The space rock that smashed into Earth 65 million years ago, famously wiping out the dinosaurs, unleashed acid rain that turned the ocean surface into a witches' brew, researchers said Sunday.
Delving into the riddle of Earth's last mass extinction, Japanese scientists said the impact instantly vaporised sulphur-rich rock, creating a vast cloud of sulphur trioxide (SO3) gas.
This mixed with water vapour to create sulphuric acid rain, which would have fallen to the planet's surface within days, acidifying the surface levels of the ocean and killing life therein.
Those species that were able to survive beneath this lethal layer eventually inherited the seas, according to the study which did not delve into the effects on land animals.
"Concentrated sulphuric acid rains and intense ocean acidification by SO3-rich impact vapours resulted in severe damage to the global ecosystem and were probably responsible for the extinction of many species," the study said.
The great smashup is known as the Cretaceous-Tertiary extinction.
It occurred when an object, believed to be an asteroid some 10 kilometres (six miles) wide, whacked into the Yucatan peninsula in modern-day Mexico.
It left a crater 180 kilometres (110 miles) wide, ignited a firestorm and kicked up a storm of dust that was driven around the world on high winds, according to the mainstream scenario.
Between 60 and 80 percent of species on Earth were wiped out, according to fossil surveys.
Large species suffered especially: dinosaurs which had roamed the land for some 165 million years, were replaced as the terrestrial kings by mammals.
Much speculation has been devoted to precisely how the mass die-out happened.
A common theory is that a "nuclear winter" occurred—the dust pall prevented sunlight reaching the surface, causing vegetation to shrivel and die, and dooming the species that depended on them.
Another, fiercely debated, idea adds acid rain to the mix.
Critics say the collision was far likelier to have released sulphur dioxide (SO2) than SO3, the culprit chemical in acid rain.
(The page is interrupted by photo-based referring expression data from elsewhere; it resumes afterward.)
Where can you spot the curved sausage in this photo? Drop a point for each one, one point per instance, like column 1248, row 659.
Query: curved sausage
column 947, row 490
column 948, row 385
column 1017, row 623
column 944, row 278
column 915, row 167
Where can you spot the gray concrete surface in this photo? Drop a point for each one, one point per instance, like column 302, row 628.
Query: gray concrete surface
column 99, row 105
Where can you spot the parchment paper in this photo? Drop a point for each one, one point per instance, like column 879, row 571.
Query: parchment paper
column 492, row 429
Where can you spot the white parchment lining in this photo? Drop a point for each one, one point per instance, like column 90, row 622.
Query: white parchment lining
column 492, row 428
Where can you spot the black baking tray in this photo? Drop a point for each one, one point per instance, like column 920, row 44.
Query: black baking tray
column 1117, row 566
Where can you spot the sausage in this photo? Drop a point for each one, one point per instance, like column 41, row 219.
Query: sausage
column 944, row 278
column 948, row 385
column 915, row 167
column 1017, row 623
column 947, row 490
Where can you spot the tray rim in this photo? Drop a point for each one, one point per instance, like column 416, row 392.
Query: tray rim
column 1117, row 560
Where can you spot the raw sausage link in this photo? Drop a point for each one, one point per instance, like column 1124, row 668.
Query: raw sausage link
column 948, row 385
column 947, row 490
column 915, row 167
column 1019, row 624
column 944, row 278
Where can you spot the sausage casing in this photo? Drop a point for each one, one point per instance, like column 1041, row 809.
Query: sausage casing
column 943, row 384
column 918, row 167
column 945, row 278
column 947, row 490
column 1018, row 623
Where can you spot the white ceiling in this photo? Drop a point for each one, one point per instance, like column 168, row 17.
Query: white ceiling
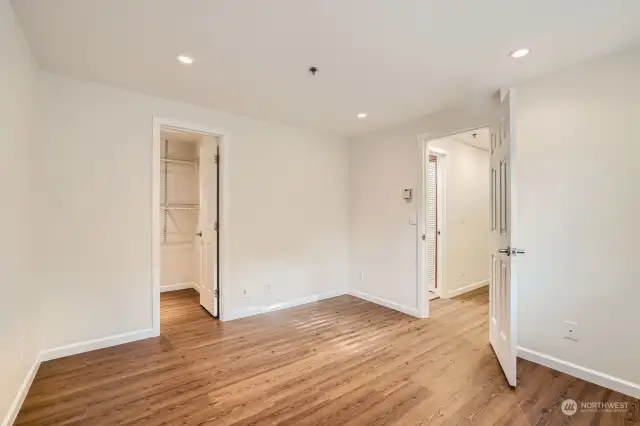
column 480, row 138
column 394, row 60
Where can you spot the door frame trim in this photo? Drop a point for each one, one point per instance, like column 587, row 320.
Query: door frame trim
column 422, row 287
column 223, row 208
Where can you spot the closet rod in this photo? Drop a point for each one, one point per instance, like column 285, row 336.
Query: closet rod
column 178, row 160
column 175, row 206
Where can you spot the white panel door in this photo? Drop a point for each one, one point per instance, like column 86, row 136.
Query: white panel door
column 502, row 289
column 208, row 224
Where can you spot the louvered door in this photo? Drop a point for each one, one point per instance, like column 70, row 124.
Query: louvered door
column 432, row 223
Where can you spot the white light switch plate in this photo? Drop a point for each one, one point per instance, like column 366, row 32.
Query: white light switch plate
column 571, row 330
column 413, row 218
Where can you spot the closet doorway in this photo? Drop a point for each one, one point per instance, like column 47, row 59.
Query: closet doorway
column 189, row 216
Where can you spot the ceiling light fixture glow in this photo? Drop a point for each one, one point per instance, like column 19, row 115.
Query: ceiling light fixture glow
column 184, row 59
column 520, row 53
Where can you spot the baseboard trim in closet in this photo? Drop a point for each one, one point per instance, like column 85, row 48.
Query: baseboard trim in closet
column 178, row 286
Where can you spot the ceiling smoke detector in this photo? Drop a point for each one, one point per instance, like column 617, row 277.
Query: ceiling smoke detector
column 520, row 53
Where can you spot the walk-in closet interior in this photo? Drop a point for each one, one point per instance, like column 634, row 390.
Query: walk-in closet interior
column 189, row 214
column 179, row 211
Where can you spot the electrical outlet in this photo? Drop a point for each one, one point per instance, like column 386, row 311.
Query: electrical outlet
column 571, row 330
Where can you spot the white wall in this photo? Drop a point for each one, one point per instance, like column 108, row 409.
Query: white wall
column 579, row 180
column 383, row 245
column 466, row 234
column 578, row 176
column 19, row 296
column 287, row 209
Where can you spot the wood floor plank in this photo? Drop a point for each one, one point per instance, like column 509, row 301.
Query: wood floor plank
column 342, row 361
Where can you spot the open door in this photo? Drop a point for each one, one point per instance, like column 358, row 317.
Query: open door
column 208, row 225
column 502, row 290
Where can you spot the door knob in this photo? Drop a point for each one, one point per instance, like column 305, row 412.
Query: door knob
column 515, row 251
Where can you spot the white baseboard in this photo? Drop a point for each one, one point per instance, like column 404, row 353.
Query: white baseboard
column 602, row 379
column 247, row 312
column 22, row 394
column 384, row 302
column 92, row 345
column 178, row 286
column 465, row 289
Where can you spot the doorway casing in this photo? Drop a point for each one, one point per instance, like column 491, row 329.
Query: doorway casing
column 223, row 208
column 422, row 290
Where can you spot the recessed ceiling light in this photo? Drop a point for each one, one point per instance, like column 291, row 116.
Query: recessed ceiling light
column 184, row 59
column 520, row 53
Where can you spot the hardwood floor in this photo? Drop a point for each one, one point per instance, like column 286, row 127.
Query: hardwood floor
column 342, row 361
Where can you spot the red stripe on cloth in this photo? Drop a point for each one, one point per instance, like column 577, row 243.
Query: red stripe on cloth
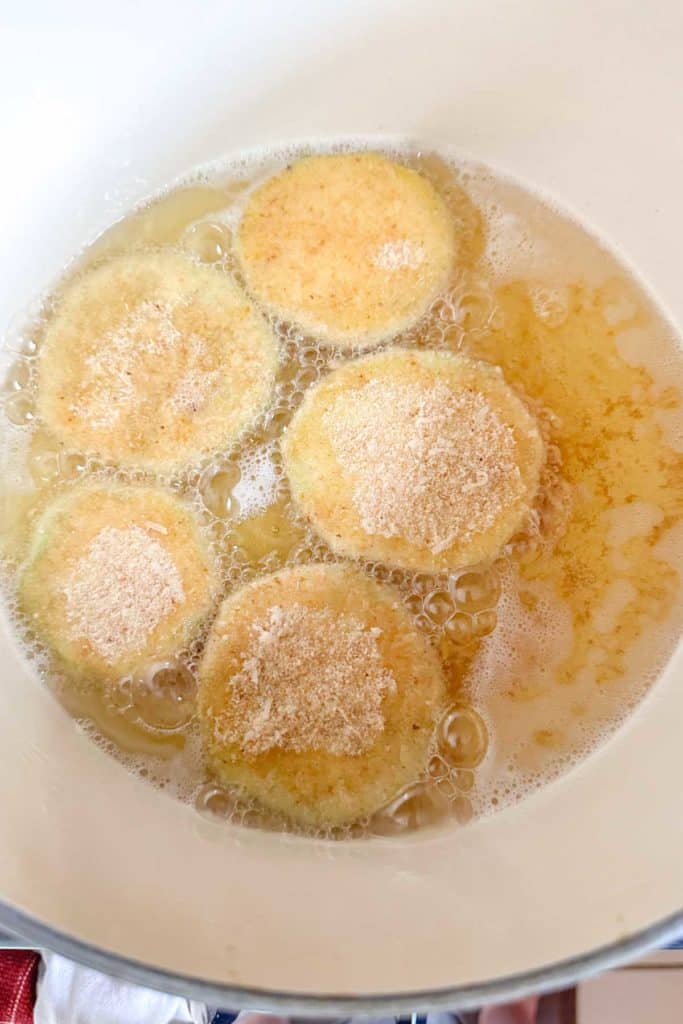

And, they argue, it would have lingered in the stratosphere rather than fallen back to Earth.
Seeking answers, a team led by Sohsuke Ohno of the Planetary Exploration Research Centre in Chiba set up a special lab rig to replicate—on a tiny scale—what happened that fateful day.
They used a laser beam to vaporise a strand of plastic, which released a high-speed blast of plasma and caused a tiny piece of foil, made of the heavy metal tantalum, to smash into a sample of rock.
The heavy foil fragment replicated on a miniscule scale the mass of the asteroid, while the rock was of a similar makeup as the surface where the asteroid struck.
The team caused collisions ranging from 13 to 25 km per second (47,000-90,000 km or 29,000-55,000 miles per hour), and analysed the gas that was released.
The research, reported in the journal Nature Geoscience, showed that SO3 was by far the dominant molecule, not SO2.
The team also carried out a computer simulation of larger silicate particles that would have been ejected by the impact, and found they too played a part.
The articles rapidly bound with the poisonous vapour to become sulphur acid "aerosols" that fell to the surface.
Heavily acidic waters would explain the overwhelming extinction among surface species of plankton called foraminifera.
Foraminifera are single-celled creatures protected by a calcium carbonate shell, which dissolves in acidic water.
The "acid rain" scenario also helps explain other extinction riddles, including why there was a surge in the number of ferns species after the impact. Ferns love acidic, water-logged conditions such as those described in the study.